Hi,
I ran something which triggered the error in $subject. Except that it turns
out that
a) epoll_create1() was not being called
b) we didn't actually hit EMFILE or even max_safe_fds
The reason for the failure is that we have:
if (!AcquireExternalFD())
{
/* treat this as though epoll_create1 itself returned EMFILE */
elog(ERROR, "epoll_create1 failed: %m");
}
and
bool
AcquireExternalFD(void)
{
/*
* We don't want more than max_safe_fds / 3 FDs to be consumed for
* "external" FDs.
*/
if (numExternalFDs < max_safe_fds / 3)
{
ReserveExternalFD();
return true;
}
errno = EMFILE;
return false;
}
I think it's rather confusing to claim that epoll_create1() failed when we
didn't even call it.
Why are we misattributing the failure to a system call that we didn't make?
The current behaviour was introduced in
commit 3d475515a15f70a4a3f36fbbba93db6877ff8346
Author: Tom Lane <tgl@sss.pgh.pa.us>
Date: 2020-02-24 17:28:33 -0500
Account explicitly for long-lived FDs that are allocated outside fd.c.

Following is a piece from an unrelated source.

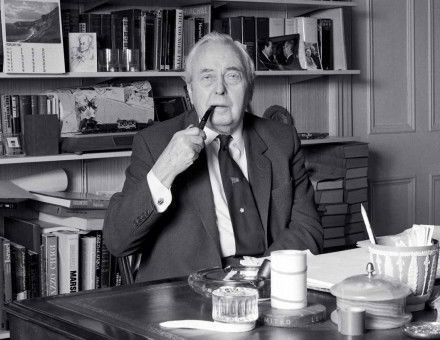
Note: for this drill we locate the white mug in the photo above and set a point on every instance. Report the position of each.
(288, 279)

I also wish we wouldn't report EMFILE when we didn't actually reach any hard
limit - that makes the system behaviour unnecessarily confusing. But that's
not quite so easy to fix.
How about making the error message something like
elog(ERROR, "AcquireExternalFD, for epoll_create1, failed: %m");
Greetings,
Andres Freund